Our Team of Providers
Conditions, Test and Treatments
- Atrial fibrillation-related stroke: A stroke related to the cardiac disorder atrial fibrillation, which causes the heart to beat irregularly and can lead to blood clots.
- Cryptogenic stroke: A stroke with an unknown cause.
- Embolic stroke of undetermined source: A type of stroke that’s caused by a blood clot blocking a blood vessel, but without a clear indicator of what led to the clot.
- PFO-related stroke or transient ischemic attack (TIA): A type of stroke related to patent foramen ovale, a condition where there is a small opening between the upper chambers of the heart. This increases the risk of TIA, sometimes called “mini-strokes.”
- Stroke due to other structural cardiac conditions: A stroke that’s caused by other types of heart abnormalities, such as problems with the valves or chambers of the heart.

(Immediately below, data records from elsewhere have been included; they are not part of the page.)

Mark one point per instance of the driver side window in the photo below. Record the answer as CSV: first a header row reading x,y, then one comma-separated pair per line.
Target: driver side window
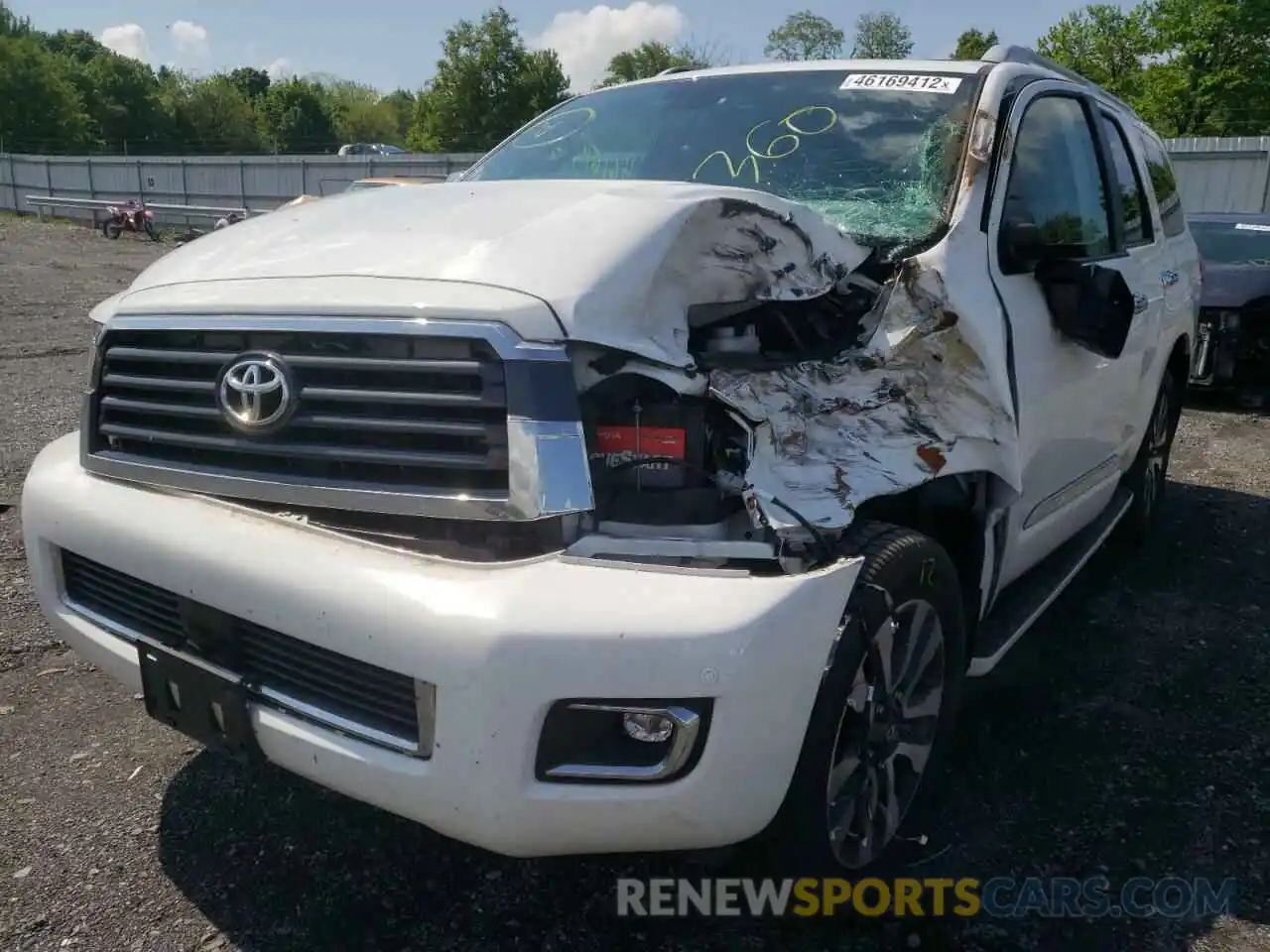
x,y
1056,181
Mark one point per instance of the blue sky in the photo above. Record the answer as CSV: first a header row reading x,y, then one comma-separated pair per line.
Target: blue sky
x,y
394,44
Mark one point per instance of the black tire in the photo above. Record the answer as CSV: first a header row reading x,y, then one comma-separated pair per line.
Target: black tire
x,y
1147,477
902,569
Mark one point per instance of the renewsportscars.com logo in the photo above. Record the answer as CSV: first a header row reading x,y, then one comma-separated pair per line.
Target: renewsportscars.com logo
x,y
1002,897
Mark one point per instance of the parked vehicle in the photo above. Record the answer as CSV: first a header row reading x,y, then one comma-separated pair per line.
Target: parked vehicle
x,y
1234,309
132,217
659,484
370,149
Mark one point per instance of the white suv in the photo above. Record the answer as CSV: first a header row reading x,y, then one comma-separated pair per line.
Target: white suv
x,y
656,485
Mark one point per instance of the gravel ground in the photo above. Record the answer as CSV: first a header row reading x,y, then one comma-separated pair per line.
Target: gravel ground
x,y
1127,737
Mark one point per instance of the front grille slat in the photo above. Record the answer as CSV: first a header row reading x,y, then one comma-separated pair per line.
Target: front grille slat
x,y
449,461
148,407
127,380
153,615
454,428
350,689
397,397
379,412
335,684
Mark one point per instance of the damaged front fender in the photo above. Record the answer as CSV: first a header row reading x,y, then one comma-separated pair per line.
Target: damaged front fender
x,y
926,397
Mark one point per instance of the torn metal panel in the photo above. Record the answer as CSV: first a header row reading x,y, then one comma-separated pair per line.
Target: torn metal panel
x,y
926,397
619,263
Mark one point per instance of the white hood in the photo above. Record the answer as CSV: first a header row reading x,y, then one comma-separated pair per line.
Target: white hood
x,y
620,263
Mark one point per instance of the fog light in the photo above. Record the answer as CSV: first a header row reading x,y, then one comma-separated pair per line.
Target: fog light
x,y
621,742
648,728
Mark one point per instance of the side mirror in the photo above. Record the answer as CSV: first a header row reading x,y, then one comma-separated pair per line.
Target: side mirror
x,y
1091,304
1023,244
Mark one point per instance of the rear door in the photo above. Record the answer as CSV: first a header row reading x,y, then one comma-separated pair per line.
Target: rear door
x,y
1183,278
1074,409
1147,244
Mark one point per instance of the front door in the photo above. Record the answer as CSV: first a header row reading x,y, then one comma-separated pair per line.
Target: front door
x,y
1074,405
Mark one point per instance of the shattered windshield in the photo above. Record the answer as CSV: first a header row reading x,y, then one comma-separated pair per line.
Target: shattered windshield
x,y
874,153
1232,243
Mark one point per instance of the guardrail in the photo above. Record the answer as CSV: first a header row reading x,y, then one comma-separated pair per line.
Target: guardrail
x,y
99,204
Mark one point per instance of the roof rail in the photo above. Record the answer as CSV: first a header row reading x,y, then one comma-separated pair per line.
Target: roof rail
x,y
1008,53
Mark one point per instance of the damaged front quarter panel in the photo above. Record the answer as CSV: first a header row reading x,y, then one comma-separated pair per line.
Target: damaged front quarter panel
x,y
857,379
928,395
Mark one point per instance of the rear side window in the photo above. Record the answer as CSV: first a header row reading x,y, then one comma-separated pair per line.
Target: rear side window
x,y
1133,197
1165,186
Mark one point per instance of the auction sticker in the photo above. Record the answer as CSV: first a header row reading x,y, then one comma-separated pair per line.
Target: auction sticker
x,y
902,82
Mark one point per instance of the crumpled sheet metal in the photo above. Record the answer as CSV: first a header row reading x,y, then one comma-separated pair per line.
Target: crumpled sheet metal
x,y
724,249
928,395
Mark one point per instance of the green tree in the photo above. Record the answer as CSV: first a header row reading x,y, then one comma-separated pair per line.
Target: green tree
x,y
77,45
645,60
1102,44
42,111
974,44
804,36
12,24
359,113
293,117
400,103
122,98
881,36
250,81
209,116
486,85
1210,73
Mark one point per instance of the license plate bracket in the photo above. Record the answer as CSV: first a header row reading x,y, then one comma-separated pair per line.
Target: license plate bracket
x,y
202,705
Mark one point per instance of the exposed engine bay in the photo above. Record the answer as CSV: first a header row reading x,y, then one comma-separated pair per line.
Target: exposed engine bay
x,y
748,375
668,460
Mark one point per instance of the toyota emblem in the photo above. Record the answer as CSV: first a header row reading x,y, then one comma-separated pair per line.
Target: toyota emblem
x,y
255,393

- Cardiac rhythm monitoring: Devices that are worn on the chest or implanted under the skin record your cardiac rhythm for a specific period of time. External monitors, also called Holter monitors, record for 24 to 48 hours, while implantable loop recorders can record for up to three years.
- Coronary angiography: X-ray imaging that captures pictures of the heart’s blood vessels.
- Echocardiography: An ultrasound that shows an outline of the heart moving. For a transthoracic echocardiogram, the image is taken at the surface of the chest. For a transesophageal echocardiogram, the image is taken with a probe that’s placed down your throat while you’re under sedation.
- Antithrombotic agents: Medications that prevent blood clots from forming. These can be anticoagulants, also known as blood thinners, or antiplatelet drugs that keep platelets from clumping together.
- LARIAT® device: A device that closes the heart’s left atrial appendage to reduce the risk of blood clots. It’s placed through a minimally invasive procedure using a thin, flexible catheter threaded through your blood vessels.
- Left atrial appendage closure: A permanent implant, placed with a minimally invasive cardiac catheterization procedure, blocks off the heart’s left atrial appendage to reduce the risk of blood clots in patients with atrial fibrillation.
- Medical therapies: Medications that can be used to lower the risk of stroke include antithrombotic agents, which limit the chances of developing blood clots, and statins, which help to reduce levels of cholesterol that can block blood vessels.
- PFO closure: A PFO is a hole between the two upper chambers of the heart (right and left atrium) that can allow blood clots to travel to the brain and cause a stroke. Closing a PFO involves a minimally invasive procedure that seals the opening.
- Risk factor modifications: Managing your blood pressure, blood sugar, weight and other factors can cut risk of stroke significantly. Your providers can work with you to make lifestyle changes that decrease your risk.